Erika is examining a large building; hoping to find something useful for her quest.

Erika and her brother Satoru are siblings who live together in a normal Japanese house. One night, a cat-like being gave them a mission to search for a powerful crown that will alter time and space for the person who possesses it. Players are forced to control both Erika and Satoru simultaneously, causing them to interact with their surroundings at the same time. In-game activities that require two players include shoplifting and eliminating locusts.
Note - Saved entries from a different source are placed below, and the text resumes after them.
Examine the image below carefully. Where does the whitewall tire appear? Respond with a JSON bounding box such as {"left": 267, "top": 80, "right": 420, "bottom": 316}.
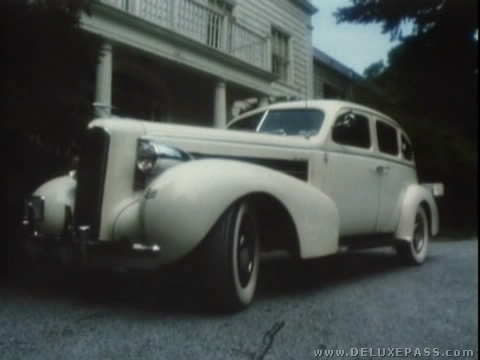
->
{"left": 396, "top": 207, "right": 430, "bottom": 265}
{"left": 198, "top": 200, "right": 260, "bottom": 312}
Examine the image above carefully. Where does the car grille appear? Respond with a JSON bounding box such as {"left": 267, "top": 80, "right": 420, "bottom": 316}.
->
{"left": 192, "top": 153, "right": 309, "bottom": 181}
{"left": 74, "top": 127, "right": 110, "bottom": 240}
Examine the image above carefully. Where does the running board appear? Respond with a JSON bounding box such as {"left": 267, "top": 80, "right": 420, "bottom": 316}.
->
{"left": 339, "top": 234, "right": 402, "bottom": 251}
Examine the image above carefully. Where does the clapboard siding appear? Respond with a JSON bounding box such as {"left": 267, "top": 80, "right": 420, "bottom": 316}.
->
{"left": 234, "top": 0, "right": 313, "bottom": 97}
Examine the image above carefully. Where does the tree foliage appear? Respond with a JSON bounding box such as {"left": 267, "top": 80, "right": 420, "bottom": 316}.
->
{"left": 1, "top": 0, "right": 100, "bottom": 138}
{"left": 336, "top": 0, "right": 478, "bottom": 41}
{"left": 337, "top": 0, "right": 478, "bottom": 230}
{"left": 1, "top": 0, "right": 101, "bottom": 247}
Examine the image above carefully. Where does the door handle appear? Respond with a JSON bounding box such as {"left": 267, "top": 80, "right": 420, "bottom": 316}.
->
{"left": 372, "top": 165, "right": 390, "bottom": 175}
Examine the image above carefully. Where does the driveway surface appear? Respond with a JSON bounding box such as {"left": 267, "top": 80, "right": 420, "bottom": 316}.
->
{"left": 0, "top": 239, "right": 477, "bottom": 359}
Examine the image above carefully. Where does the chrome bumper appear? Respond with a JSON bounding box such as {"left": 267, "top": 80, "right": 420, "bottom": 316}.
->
{"left": 22, "top": 196, "right": 162, "bottom": 269}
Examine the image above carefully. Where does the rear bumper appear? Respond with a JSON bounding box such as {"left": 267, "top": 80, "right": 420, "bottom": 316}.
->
{"left": 22, "top": 196, "right": 162, "bottom": 269}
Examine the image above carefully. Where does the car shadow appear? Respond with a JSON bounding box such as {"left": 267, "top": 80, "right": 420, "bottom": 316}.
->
{"left": 256, "top": 248, "right": 416, "bottom": 299}
{"left": 1, "top": 248, "right": 432, "bottom": 316}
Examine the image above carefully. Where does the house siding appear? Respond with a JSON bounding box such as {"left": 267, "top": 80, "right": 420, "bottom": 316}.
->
{"left": 234, "top": 0, "right": 313, "bottom": 97}
{"left": 83, "top": 0, "right": 317, "bottom": 126}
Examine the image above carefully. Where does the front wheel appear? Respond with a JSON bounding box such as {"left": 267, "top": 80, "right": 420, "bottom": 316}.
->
{"left": 197, "top": 200, "right": 260, "bottom": 312}
{"left": 396, "top": 207, "right": 430, "bottom": 265}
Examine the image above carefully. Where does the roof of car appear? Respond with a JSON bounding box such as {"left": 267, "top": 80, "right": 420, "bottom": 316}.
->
{"left": 234, "top": 100, "right": 401, "bottom": 129}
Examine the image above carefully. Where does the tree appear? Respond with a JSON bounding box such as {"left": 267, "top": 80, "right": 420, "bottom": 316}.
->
{"left": 336, "top": 0, "right": 478, "bottom": 230}
{"left": 1, "top": 0, "right": 102, "bottom": 269}
{"left": 363, "top": 60, "right": 385, "bottom": 80}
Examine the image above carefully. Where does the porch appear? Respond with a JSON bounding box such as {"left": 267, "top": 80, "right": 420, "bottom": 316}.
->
{"left": 99, "top": 0, "right": 271, "bottom": 71}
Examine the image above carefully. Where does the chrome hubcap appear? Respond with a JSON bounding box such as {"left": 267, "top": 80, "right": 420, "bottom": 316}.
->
{"left": 413, "top": 215, "right": 425, "bottom": 253}
{"left": 237, "top": 216, "right": 255, "bottom": 288}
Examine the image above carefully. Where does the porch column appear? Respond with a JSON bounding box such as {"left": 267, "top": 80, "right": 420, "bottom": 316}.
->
{"left": 259, "top": 96, "right": 269, "bottom": 107}
{"left": 95, "top": 43, "right": 113, "bottom": 116}
{"left": 213, "top": 80, "right": 227, "bottom": 128}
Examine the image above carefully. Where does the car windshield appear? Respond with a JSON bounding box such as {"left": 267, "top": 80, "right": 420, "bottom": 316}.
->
{"left": 228, "top": 112, "right": 263, "bottom": 131}
{"left": 229, "top": 109, "right": 325, "bottom": 137}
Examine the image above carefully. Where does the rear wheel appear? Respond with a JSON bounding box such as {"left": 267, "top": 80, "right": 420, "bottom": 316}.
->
{"left": 198, "top": 200, "right": 260, "bottom": 312}
{"left": 396, "top": 207, "right": 429, "bottom": 265}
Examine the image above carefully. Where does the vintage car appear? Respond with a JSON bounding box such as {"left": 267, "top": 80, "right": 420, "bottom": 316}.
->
{"left": 22, "top": 100, "right": 443, "bottom": 311}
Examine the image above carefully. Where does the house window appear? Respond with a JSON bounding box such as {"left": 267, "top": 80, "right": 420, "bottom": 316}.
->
{"left": 271, "top": 28, "right": 290, "bottom": 82}
{"left": 206, "top": 0, "right": 233, "bottom": 49}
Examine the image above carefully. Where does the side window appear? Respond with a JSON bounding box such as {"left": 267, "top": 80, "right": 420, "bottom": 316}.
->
{"left": 332, "top": 112, "right": 371, "bottom": 149}
{"left": 376, "top": 121, "right": 399, "bottom": 156}
{"left": 401, "top": 134, "right": 414, "bottom": 161}
{"left": 228, "top": 112, "right": 264, "bottom": 131}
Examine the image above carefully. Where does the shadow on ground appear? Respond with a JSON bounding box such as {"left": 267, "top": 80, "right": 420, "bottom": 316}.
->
{"left": 1, "top": 248, "right": 425, "bottom": 315}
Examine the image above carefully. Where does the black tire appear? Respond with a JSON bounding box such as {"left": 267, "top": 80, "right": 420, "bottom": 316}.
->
{"left": 14, "top": 233, "right": 39, "bottom": 273}
{"left": 396, "top": 207, "right": 430, "bottom": 265}
{"left": 197, "top": 200, "right": 260, "bottom": 312}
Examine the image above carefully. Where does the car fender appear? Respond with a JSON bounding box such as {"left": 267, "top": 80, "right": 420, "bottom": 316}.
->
{"left": 395, "top": 184, "right": 440, "bottom": 241}
{"left": 141, "top": 159, "right": 339, "bottom": 264}
{"left": 33, "top": 175, "right": 76, "bottom": 237}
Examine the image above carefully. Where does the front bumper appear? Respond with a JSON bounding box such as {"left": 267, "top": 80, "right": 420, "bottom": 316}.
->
{"left": 22, "top": 196, "right": 162, "bottom": 269}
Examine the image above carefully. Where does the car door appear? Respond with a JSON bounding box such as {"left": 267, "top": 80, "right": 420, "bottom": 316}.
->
{"left": 374, "top": 120, "right": 417, "bottom": 233}
{"left": 323, "top": 110, "right": 380, "bottom": 236}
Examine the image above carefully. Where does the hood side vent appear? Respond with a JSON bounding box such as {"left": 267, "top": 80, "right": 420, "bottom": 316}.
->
{"left": 192, "top": 153, "right": 308, "bottom": 181}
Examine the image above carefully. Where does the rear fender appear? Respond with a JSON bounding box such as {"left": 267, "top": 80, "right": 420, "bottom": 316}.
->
{"left": 395, "top": 184, "right": 440, "bottom": 241}
{"left": 141, "top": 159, "right": 339, "bottom": 264}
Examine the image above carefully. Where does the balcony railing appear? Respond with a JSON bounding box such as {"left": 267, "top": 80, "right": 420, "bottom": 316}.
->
{"left": 100, "top": 0, "right": 270, "bottom": 71}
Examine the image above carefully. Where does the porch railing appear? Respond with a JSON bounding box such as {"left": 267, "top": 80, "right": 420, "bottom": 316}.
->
{"left": 99, "top": 0, "right": 270, "bottom": 71}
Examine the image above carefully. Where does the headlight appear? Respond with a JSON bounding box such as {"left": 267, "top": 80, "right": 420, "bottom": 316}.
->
{"left": 137, "top": 140, "right": 157, "bottom": 173}
{"left": 136, "top": 138, "right": 191, "bottom": 176}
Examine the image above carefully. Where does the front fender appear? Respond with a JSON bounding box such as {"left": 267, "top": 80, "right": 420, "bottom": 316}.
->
{"left": 33, "top": 175, "right": 76, "bottom": 237}
{"left": 395, "top": 184, "right": 440, "bottom": 241}
{"left": 141, "top": 159, "right": 339, "bottom": 264}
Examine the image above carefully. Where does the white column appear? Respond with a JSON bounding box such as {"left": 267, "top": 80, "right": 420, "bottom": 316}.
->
{"left": 259, "top": 96, "right": 269, "bottom": 108}
{"left": 95, "top": 43, "right": 113, "bottom": 115}
{"left": 213, "top": 80, "right": 227, "bottom": 128}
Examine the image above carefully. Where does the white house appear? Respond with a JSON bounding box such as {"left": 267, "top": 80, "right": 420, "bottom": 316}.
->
{"left": 313, "top": 47, "right": 390, "bottom": 109}
{"left": 81, "top": 0, "right": 318, "bottom": 127}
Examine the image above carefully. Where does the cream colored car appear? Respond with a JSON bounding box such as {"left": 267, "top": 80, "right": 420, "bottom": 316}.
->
{"left": 23, "top": 100, "right": 443, "bottom": 311}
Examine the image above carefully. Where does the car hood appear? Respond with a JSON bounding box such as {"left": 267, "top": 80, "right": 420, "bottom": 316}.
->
{"left": 141, "top": 121, "right": 317, "bottom": 149}
{"left": 90, "top": 118, "right": 319, "bottom": 181}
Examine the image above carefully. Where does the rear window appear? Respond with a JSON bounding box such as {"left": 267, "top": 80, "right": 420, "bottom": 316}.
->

Interacting with characters and doing their quests will bring players one step closer to retrieving the Time Crown, the item needed to win the game. Manipulating items will allow players to solve the quests. Teamwork becomes important as one character cannot solve certain tasks without the other being present. A player using the second controller can also control one of the characters, freeing up responsibilities from the player using the main controller. When a player visits a landmark on the map, the view switches from a bird's eye view to a first-person perspective. A map where the buildings and surroundings are is always shown, except during storyline sequences and when players need to interact with their surroundings.

There are five different chapters in the game. Once the player completes the third chapter, the difficulty level becomes drastically harder. Satoru has the weakness of being able to drown, unlike his sister Erika, who can swim in the water levels of the game. Players may use Erika and prevent Satoru from drowning.